In general, the high resistance rates found in both gram-negative rods and gram-positive cocci strongly argues against any empirical use of antimicrobial agents in the management of patients without systemic signs of infection, as the medical benefit is low/absent. Instead, local antiseptics (e.g. povidone, vinegar and honey) and improved wound care are most likely more effective [19].

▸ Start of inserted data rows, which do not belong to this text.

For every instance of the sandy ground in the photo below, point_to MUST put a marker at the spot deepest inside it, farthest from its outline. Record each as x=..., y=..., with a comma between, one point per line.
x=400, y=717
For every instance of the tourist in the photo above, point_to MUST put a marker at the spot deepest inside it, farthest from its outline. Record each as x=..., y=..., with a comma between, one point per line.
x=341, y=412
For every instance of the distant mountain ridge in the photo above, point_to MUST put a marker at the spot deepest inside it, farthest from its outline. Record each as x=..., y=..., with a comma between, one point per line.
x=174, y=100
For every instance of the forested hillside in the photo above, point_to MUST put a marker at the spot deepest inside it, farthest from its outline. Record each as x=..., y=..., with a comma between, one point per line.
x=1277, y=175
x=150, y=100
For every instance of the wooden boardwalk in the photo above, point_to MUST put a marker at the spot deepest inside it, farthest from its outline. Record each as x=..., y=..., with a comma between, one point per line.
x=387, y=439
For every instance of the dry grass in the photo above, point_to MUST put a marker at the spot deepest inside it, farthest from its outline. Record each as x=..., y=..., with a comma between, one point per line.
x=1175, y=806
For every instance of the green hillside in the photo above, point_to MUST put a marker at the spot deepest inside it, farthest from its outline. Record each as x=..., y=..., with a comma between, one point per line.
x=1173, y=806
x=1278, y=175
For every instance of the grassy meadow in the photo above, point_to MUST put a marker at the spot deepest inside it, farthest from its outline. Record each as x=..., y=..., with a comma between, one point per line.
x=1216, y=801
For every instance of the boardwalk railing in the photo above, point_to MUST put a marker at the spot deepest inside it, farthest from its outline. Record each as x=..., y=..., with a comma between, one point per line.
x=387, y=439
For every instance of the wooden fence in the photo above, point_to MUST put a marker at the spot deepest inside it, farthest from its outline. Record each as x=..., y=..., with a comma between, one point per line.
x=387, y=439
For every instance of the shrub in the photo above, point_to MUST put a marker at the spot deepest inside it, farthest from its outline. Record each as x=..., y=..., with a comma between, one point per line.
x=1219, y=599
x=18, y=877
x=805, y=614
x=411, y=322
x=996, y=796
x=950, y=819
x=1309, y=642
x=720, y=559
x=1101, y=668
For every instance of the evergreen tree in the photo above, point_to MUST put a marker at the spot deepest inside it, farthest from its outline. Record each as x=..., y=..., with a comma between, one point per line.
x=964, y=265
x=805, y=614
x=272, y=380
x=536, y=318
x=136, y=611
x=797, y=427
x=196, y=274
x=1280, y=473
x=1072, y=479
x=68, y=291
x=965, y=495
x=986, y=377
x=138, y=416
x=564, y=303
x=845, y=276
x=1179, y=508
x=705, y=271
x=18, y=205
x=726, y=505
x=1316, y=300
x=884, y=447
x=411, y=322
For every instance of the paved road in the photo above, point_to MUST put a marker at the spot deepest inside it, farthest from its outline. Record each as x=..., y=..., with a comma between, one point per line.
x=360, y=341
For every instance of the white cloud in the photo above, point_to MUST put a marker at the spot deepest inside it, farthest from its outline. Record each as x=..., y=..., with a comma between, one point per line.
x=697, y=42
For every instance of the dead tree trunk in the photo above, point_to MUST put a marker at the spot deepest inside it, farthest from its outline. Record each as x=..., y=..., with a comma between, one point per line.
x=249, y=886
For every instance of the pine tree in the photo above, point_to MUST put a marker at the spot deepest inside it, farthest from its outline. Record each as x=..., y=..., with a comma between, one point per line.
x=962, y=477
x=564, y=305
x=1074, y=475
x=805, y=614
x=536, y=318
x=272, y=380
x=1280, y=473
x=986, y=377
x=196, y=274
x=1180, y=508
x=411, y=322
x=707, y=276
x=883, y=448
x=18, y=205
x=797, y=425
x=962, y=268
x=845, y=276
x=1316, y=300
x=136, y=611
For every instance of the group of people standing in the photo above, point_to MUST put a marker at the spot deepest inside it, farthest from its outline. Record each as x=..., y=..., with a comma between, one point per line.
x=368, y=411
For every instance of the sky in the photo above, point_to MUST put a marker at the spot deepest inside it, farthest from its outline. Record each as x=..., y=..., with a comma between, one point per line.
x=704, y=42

Our work has the following limitations: first, the long timespan between sampling and culture is not optimal for fastidious species. However, the impact on the bacterial spectrum is most likely little, as the major common species of skin and soft tissue infections were found. However, we might have missed species due to overgrowth [20]. Second, we were unable to assess the bacterial concentration in wound fluids. Concentrations of >106 colony-forming units/ml are considered to be associated with infection and subsequent healing delay [13]. Third, patients treated at the wound clinics might be a selected population with an overrepresentation of severe cases that could not have been handled in referring hospitals/health care institutions.

Conclusion

The high antimicrobial resistance rates in bacteria colonizing/infecting chronic wounds strongly argue against the use of empirical therapy if patients do not show signs of systemic infections and supports the strategy of improved wound care. Sustainable capacity building to perform microbiological analyses locally is the most essential point to approach the pandemic of antimicrobial resistance in low and middle-income countries. This should go along with training programs on the prescription of antimicrobial agents and a restriction of over-the-counter sale without prescriptions.